J. D. Salinger’s books going digital, unpublished works to be released

Son realized the time had come since young only read books on their devices

First-edition cover of ''The Catcher in the Rye'' (1951) by the American author J. D. Salinger, Jacket design by Michael Mitchell (photo credit: BRANDT LUKE ZORN/WIKIMEDIA COMMONS)
First-edition cover of ''The Catcher in the Rye'' (1951) by the American author J. D. Salinger, Jacket design by Michael Mitchell
(photo credit: BRANDT LUKE ZORN/WIKIMEDIA COMMONS)

Fans of J. D. Salinger, the writer whose works include The Catcher in the Rye, the classic novel which inspired a passionate following, have two reasons to rejoice this week: His son, Matthew Salinger, announced that his father’s books will be published digitally for the first time, and that his father’s unpublished works will also soon be published.

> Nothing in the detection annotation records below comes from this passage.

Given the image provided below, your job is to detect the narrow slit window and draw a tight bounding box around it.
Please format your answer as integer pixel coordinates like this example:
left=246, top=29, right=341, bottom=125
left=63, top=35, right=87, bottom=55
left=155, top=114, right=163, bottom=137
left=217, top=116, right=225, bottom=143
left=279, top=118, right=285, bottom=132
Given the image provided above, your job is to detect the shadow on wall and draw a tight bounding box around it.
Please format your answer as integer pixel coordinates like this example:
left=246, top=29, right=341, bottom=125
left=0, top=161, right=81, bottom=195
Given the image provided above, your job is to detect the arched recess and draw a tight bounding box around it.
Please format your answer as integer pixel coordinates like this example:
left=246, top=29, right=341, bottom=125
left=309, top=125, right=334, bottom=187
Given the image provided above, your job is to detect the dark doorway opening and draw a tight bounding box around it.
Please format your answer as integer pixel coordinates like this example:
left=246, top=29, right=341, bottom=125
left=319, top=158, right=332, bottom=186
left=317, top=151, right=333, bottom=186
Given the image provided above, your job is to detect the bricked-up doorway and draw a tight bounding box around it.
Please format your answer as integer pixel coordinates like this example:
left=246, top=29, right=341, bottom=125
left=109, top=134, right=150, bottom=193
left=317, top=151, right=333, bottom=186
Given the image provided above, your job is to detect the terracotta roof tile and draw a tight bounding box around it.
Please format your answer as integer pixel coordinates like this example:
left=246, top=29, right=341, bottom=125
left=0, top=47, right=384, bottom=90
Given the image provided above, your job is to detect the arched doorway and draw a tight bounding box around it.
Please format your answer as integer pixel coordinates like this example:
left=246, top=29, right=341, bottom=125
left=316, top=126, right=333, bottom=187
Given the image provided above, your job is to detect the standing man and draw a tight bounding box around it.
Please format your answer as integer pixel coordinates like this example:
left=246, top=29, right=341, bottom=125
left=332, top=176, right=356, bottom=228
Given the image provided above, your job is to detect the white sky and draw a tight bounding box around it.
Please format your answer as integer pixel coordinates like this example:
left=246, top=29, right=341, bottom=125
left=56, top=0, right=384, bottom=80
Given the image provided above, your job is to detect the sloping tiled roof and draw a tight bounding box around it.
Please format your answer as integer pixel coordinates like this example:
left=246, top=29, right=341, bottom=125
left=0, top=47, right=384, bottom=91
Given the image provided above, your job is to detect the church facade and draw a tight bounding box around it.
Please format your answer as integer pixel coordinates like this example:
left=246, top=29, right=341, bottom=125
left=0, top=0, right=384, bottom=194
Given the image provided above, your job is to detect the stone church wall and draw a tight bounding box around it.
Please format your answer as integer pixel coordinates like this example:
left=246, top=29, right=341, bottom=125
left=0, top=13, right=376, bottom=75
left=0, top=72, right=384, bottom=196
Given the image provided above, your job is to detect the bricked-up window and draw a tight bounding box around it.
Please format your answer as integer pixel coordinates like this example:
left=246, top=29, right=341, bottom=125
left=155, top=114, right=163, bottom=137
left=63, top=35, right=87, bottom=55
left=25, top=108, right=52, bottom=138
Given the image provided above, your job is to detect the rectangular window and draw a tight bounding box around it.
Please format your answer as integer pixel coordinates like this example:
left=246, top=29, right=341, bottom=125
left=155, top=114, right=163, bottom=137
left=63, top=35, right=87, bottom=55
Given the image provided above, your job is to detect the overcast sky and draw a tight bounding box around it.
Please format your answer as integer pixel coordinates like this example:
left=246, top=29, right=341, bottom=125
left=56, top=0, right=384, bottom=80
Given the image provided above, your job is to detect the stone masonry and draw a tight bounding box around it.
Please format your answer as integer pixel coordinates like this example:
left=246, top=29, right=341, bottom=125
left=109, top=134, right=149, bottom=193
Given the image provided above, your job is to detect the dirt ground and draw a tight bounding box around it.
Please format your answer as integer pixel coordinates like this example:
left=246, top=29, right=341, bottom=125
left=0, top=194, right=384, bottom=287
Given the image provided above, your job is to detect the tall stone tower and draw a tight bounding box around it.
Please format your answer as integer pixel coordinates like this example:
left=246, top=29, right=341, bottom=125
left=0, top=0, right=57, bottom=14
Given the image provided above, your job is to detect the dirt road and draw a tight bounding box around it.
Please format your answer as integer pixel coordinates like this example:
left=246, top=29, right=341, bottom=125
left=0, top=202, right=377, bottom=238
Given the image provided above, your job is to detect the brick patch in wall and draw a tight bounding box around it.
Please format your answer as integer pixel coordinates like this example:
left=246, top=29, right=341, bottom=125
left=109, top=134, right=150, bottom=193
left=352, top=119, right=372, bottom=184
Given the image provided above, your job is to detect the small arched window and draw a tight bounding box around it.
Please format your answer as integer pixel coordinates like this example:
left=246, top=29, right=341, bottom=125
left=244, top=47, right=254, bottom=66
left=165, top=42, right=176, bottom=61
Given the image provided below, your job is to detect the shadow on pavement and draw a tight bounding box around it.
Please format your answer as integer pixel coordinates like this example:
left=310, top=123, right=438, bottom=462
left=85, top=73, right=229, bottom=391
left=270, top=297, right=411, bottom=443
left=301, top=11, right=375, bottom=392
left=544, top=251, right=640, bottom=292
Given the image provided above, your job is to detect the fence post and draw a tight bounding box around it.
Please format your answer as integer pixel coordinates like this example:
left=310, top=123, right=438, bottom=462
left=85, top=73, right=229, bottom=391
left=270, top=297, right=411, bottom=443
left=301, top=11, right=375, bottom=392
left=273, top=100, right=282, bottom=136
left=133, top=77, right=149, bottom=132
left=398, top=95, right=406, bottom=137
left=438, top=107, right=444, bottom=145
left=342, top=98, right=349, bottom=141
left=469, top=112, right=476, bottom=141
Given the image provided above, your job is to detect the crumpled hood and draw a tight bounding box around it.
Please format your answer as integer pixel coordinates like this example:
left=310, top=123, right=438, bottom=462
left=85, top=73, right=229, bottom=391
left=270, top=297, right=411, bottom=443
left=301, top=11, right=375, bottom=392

Salinger, whose father was Jewish and who had a Jewish upbringing, ceased publishing – but not writing – in 1965. He passed away at the age of 91 in 2010. His daughter Margaret and a former girlfriend, Joyce Maynard, both said that he wrote virtually every day at his New Hampshire home, but chose not to publish his work. Following his death, his admirers hoped that this unpublished writing would soon see the light of day. He also refused to allow many of his stories that were published in magazines during his lifetime to be collected in book form, suing to stop publication of one such collection. The only stories he permitted to be collected in book form were in Nine Stories, published in 1953. 
All of Salinger's previously published books will now become available digitally from publisher Little, Brown : The Catcher in the Rye, Nine Stories, Franny and Zooey, and the single volume featuring two novellas: Raise High the Roof Beam, Carpenters and Seymour: An Introduction
In an interview at the New York Public Library, which was reported in The New York Times, Matthew Salinger said he realized that it was time to publish his father’s work digitally when he saw how many young people around the world only read books on their phones and devices. 
Preparing his father’s manuscripts for publication, many of which were handwritten, has been a huge task. “It’s kept him very much alive for me,” the younger Salinger said at the interview. “It’s been fascinating and joyful, and moving and sad.”
Salinger, a recluse who refused almost all interview requests, served in combat in World War II on D-Day, and in the Battle of the Bulge and the Battle of Hürtgen Forest. He was hospitalized for what was described as combat stress. Some have speculated that his traumatic war experiences may have contributed to his desire for solitude later in life. 
His son would not say how many unpublished books his father had written, but did confirm that some were about the Glass family, a fictional clan he wrote about in several stories and novellas.